The NUM has publicly endorsed Zuma’s second term ambition - and just as quickly found itself as a key target for Malema’s vitriolic anti-Zuma attacks after Marikana.

Malema, who desperately wants his ANC membership back, is also trying to show Zuma and other party members that he is more dangerous outside the party than inside.

He is hoping to force them to apply former US vice-president Lyndon B Johnson’s saying, that “I’d rather have the guy inside my tent p***ing outside, rather than outside my tent p***ing in”.

He wants to force the party’s leaders to agree that he is causing more damage when not tied by the ANC constitution and code of conduct.

Already, some in the ANC are privately saying it was a mistake to sack Malema because he has become so dangerous.

By showing up at almost every anti-government or service delivery protest, he is creating a wedge between the government and the poor, especially the youth.

In a country where nearly 70 percent of the unemployed are between 18 and 35 years old, any instigation of a rebellion by the jobless spells disaster for authorities and Zuma in particular.

Furthermore, it will be difficult for the government or ANC politicians to rubbish him in the eyes of ordinary people if he is seen to be the one leader standing at the forefront of the struggle against poverty, inequality and unemployment.

However, Malema has a pressing personal issue: the Hawks are said to have been ready for weeks to pounce on him on charges of alleged tender fraud and corruption.
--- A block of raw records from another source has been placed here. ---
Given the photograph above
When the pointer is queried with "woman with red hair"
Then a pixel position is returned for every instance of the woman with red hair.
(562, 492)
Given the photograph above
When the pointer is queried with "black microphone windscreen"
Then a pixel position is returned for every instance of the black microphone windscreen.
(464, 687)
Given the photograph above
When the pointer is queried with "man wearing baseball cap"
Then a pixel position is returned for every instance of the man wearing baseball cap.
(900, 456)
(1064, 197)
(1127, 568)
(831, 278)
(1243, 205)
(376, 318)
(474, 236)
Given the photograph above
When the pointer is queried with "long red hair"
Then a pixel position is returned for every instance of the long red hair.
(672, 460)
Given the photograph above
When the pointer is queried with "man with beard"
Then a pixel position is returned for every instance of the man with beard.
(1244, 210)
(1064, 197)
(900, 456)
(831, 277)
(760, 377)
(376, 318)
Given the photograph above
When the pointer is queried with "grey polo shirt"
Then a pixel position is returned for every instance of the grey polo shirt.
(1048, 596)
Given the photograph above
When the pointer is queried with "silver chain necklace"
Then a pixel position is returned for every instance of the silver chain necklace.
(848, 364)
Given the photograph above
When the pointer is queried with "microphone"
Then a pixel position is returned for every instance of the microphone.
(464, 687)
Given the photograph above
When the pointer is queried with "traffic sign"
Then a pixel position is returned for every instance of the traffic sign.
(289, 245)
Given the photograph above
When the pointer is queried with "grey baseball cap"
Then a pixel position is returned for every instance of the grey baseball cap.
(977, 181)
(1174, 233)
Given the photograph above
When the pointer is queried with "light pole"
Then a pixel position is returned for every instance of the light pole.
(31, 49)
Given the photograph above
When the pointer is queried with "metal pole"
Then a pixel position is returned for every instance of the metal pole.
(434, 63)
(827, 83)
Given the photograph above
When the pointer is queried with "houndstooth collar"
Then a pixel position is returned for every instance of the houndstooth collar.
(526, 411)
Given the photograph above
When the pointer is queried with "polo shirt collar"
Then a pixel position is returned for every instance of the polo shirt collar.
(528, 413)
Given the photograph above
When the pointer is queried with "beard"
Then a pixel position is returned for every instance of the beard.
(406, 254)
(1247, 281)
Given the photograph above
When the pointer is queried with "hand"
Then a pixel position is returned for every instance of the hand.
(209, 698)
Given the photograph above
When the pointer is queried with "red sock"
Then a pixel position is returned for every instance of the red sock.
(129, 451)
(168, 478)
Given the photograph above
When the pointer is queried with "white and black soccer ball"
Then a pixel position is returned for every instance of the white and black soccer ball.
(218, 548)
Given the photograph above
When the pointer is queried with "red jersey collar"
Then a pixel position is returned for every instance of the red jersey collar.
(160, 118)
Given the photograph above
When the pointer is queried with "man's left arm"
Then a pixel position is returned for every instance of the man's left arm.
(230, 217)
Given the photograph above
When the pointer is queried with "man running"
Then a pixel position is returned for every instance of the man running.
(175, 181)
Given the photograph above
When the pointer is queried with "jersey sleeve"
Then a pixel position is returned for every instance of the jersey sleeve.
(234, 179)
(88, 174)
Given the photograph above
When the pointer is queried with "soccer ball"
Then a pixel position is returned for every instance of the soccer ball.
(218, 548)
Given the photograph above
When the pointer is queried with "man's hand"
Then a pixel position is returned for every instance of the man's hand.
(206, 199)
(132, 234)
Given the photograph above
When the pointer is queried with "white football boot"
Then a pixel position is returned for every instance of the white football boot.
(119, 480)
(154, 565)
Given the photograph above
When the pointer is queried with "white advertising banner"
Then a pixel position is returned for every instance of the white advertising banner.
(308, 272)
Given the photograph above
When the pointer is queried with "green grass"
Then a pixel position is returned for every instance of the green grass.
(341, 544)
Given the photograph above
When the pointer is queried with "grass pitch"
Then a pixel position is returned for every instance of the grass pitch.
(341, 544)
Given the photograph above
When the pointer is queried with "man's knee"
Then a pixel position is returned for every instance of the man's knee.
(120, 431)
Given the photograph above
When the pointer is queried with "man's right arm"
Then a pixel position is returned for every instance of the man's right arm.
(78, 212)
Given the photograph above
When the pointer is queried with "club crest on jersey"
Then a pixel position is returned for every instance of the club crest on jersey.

One way of staying the president’s hand could be to build a reliable support base outside the league to defend him if and when he gets arrested.

And that claim, if made, may find resonance among some, including the miners themselves. The irony of course is that Malema won’t be the first to play on the emotions of the masses. Zuma himself did so with such success in the months he spent in the political wilderness before Polokwane.

Malema said last year that he was “preparing for life outside the ANC, and possibly even jail” as it became clear that the party’s disciplinary committee would find against him.

The mistake Malema’s detractors seem to make, just as Zuma’s detractors did and continue to do, is to cling to the myth that he is just an ordinary man, a simple, uneducated man. He is not.

Malema is intelligent, smart, brave and articulate. He knows how to exploit the emotions of the disenchanted for personal benefit.

The question is what he will do at Mangaung if his allies fail to dislodge Zuma, or in his words, if “Mangaung fails to liberate us”.

History has not been kind to those who defy the ANC by breaking away and forming their own organisations, as Robert Sobukwe’s Pan Africanist Congress in 1959 and Cope in 2008 will attest.

But most importantly, Malema, like Zuma and former president Thabo Mbeki, is an ANC ideologue.

For him, it is the party of Chief Albert Luthuli and Oliver Tambo or nothing.

He grew up in the ANC from the age of 13 and his blood is simply too “green, black and yellow” to leave the movement, as he likes to boast.

If he fails at Mangaung, expect more of the same. He will ramp up the pressure on Zuma until the president is either ousted or Malema is behind bars. There simply isn’t any middle ground.